# Wild Leek Dilemma



## bluefd40 (Jan 2, 2013)

I found a nice patch of wild leeks (Ramps) and a few few years ago a store that used to make incredible wild leek dip with horseradish has closed,  I have not been able to find any decent recipes online to make this with horseradish or to even come close to this recipe.  Not sure what all was used but I believe garlic was part of it.  Are there any chefs that would be willing to post a good recipe for these...please!  I don't want to waste the leeks if I guess at a recipe.  Would cream cheese, worcestershire,garlic and horseradish taste good together?  Thank so much for any help


----------



## maryb (Mar 21, 2008)

I doubt it had garlic, ramps have a garlic taste to them on their own. Sour cream, chopped raw ramps, maybe a little buttermilk(or just milk) to thin it. Salt and pepper, add fresh grated horseradish to taste... never made it just thinking out loud. If you like a really thick dip no need for the milk, the veg will give off some moisture too that will thin it.


----------



## bluefd40 (Jan 2, 2013)

Sour cream sounds better to me than using cream cheese, I will give this a try, thanks for helping me


----------



## pete (Oct 7, 2001)

I would probably add a bit of mayo also, not Miracle Whip, but mayo.  Almost all "dips" I make use sour cream and mayo in varying ratios.
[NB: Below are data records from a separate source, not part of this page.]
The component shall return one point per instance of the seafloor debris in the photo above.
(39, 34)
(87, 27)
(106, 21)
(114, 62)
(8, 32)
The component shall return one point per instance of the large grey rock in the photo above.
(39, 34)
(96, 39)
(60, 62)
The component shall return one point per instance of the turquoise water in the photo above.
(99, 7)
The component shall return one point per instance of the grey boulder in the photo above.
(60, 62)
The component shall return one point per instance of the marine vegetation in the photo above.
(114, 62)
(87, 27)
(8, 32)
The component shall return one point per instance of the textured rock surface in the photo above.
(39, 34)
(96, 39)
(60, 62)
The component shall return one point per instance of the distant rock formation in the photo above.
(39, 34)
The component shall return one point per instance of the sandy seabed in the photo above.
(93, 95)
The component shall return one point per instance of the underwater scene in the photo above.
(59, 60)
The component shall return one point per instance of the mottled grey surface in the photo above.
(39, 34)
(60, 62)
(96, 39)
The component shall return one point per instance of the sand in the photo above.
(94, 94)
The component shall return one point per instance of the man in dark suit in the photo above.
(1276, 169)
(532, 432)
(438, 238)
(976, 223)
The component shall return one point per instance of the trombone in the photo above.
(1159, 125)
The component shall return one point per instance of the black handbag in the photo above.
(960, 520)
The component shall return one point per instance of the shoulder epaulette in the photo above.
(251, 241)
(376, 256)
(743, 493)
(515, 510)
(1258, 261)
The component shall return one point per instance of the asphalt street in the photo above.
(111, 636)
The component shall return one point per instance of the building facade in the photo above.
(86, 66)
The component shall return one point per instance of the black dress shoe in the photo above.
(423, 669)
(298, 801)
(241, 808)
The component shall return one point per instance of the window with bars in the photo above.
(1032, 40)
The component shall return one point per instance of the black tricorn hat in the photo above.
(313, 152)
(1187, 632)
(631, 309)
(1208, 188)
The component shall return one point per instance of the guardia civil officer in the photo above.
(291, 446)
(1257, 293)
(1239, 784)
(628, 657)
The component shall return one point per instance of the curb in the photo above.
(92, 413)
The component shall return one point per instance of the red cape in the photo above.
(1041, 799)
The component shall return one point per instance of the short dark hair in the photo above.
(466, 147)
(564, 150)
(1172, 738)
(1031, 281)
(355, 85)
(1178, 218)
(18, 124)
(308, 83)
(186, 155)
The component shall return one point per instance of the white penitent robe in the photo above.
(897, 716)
Funny you should mention Ramps, I was just debating if I should go out and look for some today or wait a few more days.  Being from Wisconsin, we are probably a little behind you as to when things start to pop up.  I have a great location where there are more Ramps than I could ever consider picking!!!!


----------



## ed buchanan (May 29, 2006)

I agree with Pete. Many commercial dips use salad dressing namely mayo of soughts. Cream cheese would be better as a spread not a dip. If you like you could even use yogurt.


----------



## bluefd40 (Jan 2, 2013)

I look forward to these every year! I like collecting them before the leaves develop, stronger in taste.  Thank you again for the help, will be digging for more this weekend and practicing this leek dip...so excited! Love, love love these things lol


----------



## bluefd40 (Jan 2, 2013)

Thank you Ed, glad to know that as I usually don't make a lot of dips and spreads and really don't want to mess this up


----------